Efficiency as a function of the number of consumer types for t 1 = 0.375 and t nt  = 0.625

Distribution of consumers to consumer types (Scenario 3)

The distribution of consumers to consumer types describes the fractions of consumers that belong to the different consumer types. According to our model, the distribution of consumers is represented by the vector H = (h 1,  … , h nt ). In Scenario 1 and 2 we assumed an equal distribution of consumers to the consumer types. However, some existing markets such as the music industry are characterized by the Long Tail (Anderson 2006). That means that the majority of consumers belong to one consumer type that prefers blockbuster products. Each of the remaining consumer types prefers niche products and consists of a small fraction of consumers. Scenario 3 investigates how such a concentration of consumers affects the recommendation accuracy.

The scenario is based on nt = 2 consumer types. Starting from an equal distribution of the consumers (h 1 = h 2 = 100), the consumers of type 2 are redistributed to type 1 stepwise (increasing consumer concentration). The redistribution is realized in steps of 5 % until consumer type 1 comprises 95 % of the consumers (h 1 = 190 and h 2 = 10). We additionally consider different intersections of the preference spectrums of the two consumer types (25 %, 50 %, and 75 %) to analyze dependencies between the distribution of consumers and the similarity of consumer types.

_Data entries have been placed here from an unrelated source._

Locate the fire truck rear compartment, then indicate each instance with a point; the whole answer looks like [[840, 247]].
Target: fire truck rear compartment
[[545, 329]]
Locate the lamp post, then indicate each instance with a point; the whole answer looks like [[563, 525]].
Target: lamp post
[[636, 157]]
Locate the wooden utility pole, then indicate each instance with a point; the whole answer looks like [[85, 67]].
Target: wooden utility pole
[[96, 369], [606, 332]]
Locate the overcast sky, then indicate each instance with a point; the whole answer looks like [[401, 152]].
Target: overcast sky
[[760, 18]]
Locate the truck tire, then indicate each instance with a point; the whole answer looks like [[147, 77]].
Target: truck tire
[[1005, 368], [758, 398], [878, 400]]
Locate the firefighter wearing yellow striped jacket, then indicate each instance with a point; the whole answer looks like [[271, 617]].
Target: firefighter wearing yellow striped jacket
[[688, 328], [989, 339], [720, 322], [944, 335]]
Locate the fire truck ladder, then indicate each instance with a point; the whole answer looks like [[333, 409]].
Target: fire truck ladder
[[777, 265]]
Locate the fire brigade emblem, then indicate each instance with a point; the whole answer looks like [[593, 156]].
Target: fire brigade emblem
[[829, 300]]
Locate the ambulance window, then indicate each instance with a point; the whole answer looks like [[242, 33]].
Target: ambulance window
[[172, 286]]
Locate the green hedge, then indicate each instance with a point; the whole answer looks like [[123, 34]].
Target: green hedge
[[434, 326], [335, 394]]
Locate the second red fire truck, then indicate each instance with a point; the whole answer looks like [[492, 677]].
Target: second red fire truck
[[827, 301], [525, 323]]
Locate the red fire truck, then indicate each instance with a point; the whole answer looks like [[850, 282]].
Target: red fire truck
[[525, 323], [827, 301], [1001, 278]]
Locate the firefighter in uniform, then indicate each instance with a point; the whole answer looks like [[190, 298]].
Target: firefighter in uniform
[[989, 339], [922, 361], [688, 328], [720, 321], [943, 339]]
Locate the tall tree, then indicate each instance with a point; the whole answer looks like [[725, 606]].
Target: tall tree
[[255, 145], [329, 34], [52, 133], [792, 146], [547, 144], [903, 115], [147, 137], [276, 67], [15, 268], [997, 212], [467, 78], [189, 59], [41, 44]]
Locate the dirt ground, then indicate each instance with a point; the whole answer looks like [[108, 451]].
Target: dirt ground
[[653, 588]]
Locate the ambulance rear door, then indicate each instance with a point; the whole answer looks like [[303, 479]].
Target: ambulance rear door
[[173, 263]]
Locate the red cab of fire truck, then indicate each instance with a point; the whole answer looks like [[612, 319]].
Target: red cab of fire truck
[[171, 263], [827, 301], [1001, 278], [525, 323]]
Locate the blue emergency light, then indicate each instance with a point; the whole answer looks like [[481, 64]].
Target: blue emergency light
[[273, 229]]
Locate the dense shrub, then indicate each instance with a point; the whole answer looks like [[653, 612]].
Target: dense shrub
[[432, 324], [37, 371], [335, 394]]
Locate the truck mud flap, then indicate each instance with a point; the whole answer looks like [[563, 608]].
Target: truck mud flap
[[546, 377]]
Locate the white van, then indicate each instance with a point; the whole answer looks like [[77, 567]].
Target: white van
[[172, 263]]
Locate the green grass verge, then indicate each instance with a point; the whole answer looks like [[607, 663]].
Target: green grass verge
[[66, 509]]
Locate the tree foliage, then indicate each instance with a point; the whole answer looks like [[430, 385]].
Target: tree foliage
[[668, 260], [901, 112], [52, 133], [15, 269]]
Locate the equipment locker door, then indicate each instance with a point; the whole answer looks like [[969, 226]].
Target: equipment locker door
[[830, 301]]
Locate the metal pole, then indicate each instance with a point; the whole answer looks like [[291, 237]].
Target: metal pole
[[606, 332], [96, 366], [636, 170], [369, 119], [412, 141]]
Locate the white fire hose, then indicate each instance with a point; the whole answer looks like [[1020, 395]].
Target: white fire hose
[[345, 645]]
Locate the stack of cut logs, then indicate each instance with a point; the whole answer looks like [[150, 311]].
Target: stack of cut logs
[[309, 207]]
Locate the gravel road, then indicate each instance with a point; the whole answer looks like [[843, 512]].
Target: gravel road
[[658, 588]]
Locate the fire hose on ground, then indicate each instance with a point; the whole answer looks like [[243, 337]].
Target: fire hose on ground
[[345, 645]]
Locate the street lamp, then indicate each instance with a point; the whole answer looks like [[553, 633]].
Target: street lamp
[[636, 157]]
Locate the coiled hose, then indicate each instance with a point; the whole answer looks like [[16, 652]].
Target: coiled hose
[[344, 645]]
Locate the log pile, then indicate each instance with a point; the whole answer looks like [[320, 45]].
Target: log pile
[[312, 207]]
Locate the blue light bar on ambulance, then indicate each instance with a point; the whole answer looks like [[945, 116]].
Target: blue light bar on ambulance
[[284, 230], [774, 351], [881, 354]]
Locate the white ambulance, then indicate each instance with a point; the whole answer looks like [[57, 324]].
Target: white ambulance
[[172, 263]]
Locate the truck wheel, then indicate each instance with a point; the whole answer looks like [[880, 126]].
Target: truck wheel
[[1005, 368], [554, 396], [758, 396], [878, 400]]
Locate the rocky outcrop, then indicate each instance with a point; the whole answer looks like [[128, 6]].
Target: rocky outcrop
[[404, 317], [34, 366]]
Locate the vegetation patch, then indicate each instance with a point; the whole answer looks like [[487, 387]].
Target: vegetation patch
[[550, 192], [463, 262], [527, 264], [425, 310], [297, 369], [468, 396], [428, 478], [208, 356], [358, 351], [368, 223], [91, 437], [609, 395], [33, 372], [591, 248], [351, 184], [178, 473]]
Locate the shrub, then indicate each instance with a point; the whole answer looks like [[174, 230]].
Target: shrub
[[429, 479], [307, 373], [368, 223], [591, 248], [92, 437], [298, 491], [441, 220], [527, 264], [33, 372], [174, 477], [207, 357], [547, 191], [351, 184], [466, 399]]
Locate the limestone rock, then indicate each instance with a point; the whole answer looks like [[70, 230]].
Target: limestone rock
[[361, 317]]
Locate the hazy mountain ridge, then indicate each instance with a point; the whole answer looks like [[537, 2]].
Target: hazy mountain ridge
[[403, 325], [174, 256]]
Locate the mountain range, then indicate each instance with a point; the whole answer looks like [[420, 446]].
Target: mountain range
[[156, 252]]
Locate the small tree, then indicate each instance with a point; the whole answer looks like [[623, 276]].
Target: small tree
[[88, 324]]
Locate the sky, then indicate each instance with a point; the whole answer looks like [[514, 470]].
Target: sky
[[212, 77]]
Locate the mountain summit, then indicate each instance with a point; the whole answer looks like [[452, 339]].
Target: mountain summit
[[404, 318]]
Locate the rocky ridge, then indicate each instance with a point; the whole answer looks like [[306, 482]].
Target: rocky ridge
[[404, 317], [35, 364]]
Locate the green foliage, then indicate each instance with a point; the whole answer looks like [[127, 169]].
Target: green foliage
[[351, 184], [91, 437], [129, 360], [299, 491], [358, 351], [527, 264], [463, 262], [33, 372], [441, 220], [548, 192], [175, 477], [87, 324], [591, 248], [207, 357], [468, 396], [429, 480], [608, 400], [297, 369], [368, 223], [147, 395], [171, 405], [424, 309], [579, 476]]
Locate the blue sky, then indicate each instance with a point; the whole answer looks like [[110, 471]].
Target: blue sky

The three curves in Fig. 6 show that the efficiency of the recommender system is barely affected if consumer type 1 comprises between 50 % and 70 % of the consumers (100 ≤ h 1 ≤ 140). A variance analysis confirms that the distribution of consumers within this range is statistically insignificant independent of the intersection rate (α > 0.1). The concentration of consumers causes a moderate effect if more than 70 % of the consumers belong to one consumer type (h 1 > 140). The recommendation accuracy increases with a growing concentration of consumers for intersection rates of 25 % and 50 %. In contrast, an intersection of 75 % leads to an opposed curve shape since the efficiency decreases as the concentration of consumers grows.

Fig. 6
figure 6

Efficiency as a function of the distribution of consumers

Our study shows that the distribution of consumers to consumer types affects the recommendation accuracy only for a high concentration of consumers. If the intersection rate is moderate (25 % and 50 %), an increasing concentration of consumers improves the efficiency since the probability that consumers are assigned to the correct consumer type grows. If the intersection rate is high (75 %), a higher correlation to the wrong consumer type is more likely as the concentration of consumers grows, so the number of unsuitable product recommendations increases. Similar to scenario 2, the overall level of efficiency strongly depends on the intersection rate. Therefore, the recommender system performs better than random product recommendations for intersection rates of 25 % and 75 % and worse for an intersection rate of 50 %.

Discussion

In contrast to our model based on Hotelling’s linear city (Hotelling 1929), existing products typically differ in more than one characteristic, and consumers cannot be classified to specific consumer types precisely in real markets. Nevertheless, customer segmentation approaches in marketing show the practical relevance of the concept of consumer types (Wedel and Kamakura 2000). Similarities of consumer types can be determined based on the set of commonly preferred products also for multidimensional differentiated products. Compared to our round-based simulation, real buying processes are non-deterministic and the number and time of product purchases differ strongly across consumers. Furthermore, our algorithm that rates products in the amount of the consumer surplus also abstracts from reality.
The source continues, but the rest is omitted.